Levonorgestrel-Intrauterine System (LNG-IUS) Insertion in the Postpartum Period

United States Naval Medical Center, Portsmouth

Status

Withdrawn

Conditions

Contraception

Treatments

Device: Levonorgestrel Intrauterine System (LNG-IUS: Mirena, Bayer)

Study type

Interventional

Funder types

Other U.S. Federal agency

Identifiers

NCT01088178

NMCP.2009.0062

Details and patient eligibility

About

The investigators study is a prospective randomized trial of women undergoing the levonorgestrel intrauterine system (LNG-IUS: Mirena©, Bayer) at three separate time periods: immediate post placental (IPP) defined as insertion within 10 min delivery of placenta, early post partum (EP) defined as insertion after 10 min but within 72hrs postpartum, or interval (INT) insertion defined as insertion after 6wks postpartum. This is a pilot study in preparation for a multicenter, prospective randomized study of long-acting reversible contraception in the postpartum period.

Sex

Female

Ages

16 to 45 years old

Volunteers

No Healthy Volunteers

Inclusion criteria

All reproductive age women who express a desire for the LNG-IUS (Mirena©) at routine questioning at their 36-38 week prenatal appointment or upon admission to labor and delivery are eligible for our study.

Exclusion criteria

Contraindications to the LNG-IUS include: Pregnancy or suspicion of pregnancy, Congenital or acquired uterine anomaly including fibroids if they distort the uterine cavity, Postpartum endometritis within the past 3 months, Known or suspected uterine or cervical neoplasia or unresolved, abnormal pap smear, untreated acute cervicitis or vaginitis including bacterial vaginosis or other lower genital tract infections, acute liver disease or liver tumor, hypersensitivity to any component of the product, known or suspected carcinoma of the breast.

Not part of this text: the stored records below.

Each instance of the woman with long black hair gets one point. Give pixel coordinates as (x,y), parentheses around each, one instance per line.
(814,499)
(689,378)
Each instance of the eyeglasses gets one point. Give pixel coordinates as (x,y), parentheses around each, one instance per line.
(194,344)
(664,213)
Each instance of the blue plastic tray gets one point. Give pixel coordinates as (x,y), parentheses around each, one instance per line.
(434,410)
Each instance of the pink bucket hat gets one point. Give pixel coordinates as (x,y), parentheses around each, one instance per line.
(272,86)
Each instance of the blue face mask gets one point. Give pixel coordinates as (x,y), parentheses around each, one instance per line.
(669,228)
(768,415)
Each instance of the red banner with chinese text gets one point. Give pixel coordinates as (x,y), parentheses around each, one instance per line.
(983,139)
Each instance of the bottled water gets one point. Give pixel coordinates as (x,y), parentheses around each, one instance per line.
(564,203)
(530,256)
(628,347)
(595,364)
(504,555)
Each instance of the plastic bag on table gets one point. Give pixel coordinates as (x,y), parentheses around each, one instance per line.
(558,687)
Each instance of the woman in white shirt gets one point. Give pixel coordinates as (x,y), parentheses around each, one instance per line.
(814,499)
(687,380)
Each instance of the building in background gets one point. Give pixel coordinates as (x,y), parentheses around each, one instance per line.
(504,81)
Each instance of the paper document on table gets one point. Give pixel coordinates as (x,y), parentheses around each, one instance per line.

Any of these conditions would exclude the patient from our study.
Delivery <36 weeks
Intrapartum chorioamnionitis (defined as maternal fever >100.4 and two of the following conditions: Maternal leukocytosis (greater than 15,000 cells/cubic millimeter), Maternal tachycardia (greater than 100 beats/minute), Fetal tachycardia (greater than 160 beats/minute), Uterine tenderness, Foul odor of the amniotic fluid
Postpartum Hemorrhage (defined as >500cc EBL for spontaneous vaginal delivery)
Cesarean delivery if randomized to IPP or EP placement

Trial design

Primary purpose

Treatment

Allocation

Randomized

Interventional model

Parallel Assignment

Masking

None (Open label)

0 participants in 3 patient groups

Immediate Postplacental

Experimental group

Description:

Within 10 minutes from delivery of placenta

Treatment:

Device: Levonorgestrel Intrauterine System (LNG-IUS: Mirena, Bayer)

Early Postpartum

Experimental group

Description:

After 10 minutes from delivery of placenta but within 48hrs from delivery

Treatment:

Device: Levonorgestrel Intrauterine System (LNG-IUS: Mirena, Bayer)

Interval

Experimental group

Description:

After 6 weeks postpartum

Treatment:

Device: Levonorgestrel Intrauterine System (LNG-IUS: Mirena, Bayer)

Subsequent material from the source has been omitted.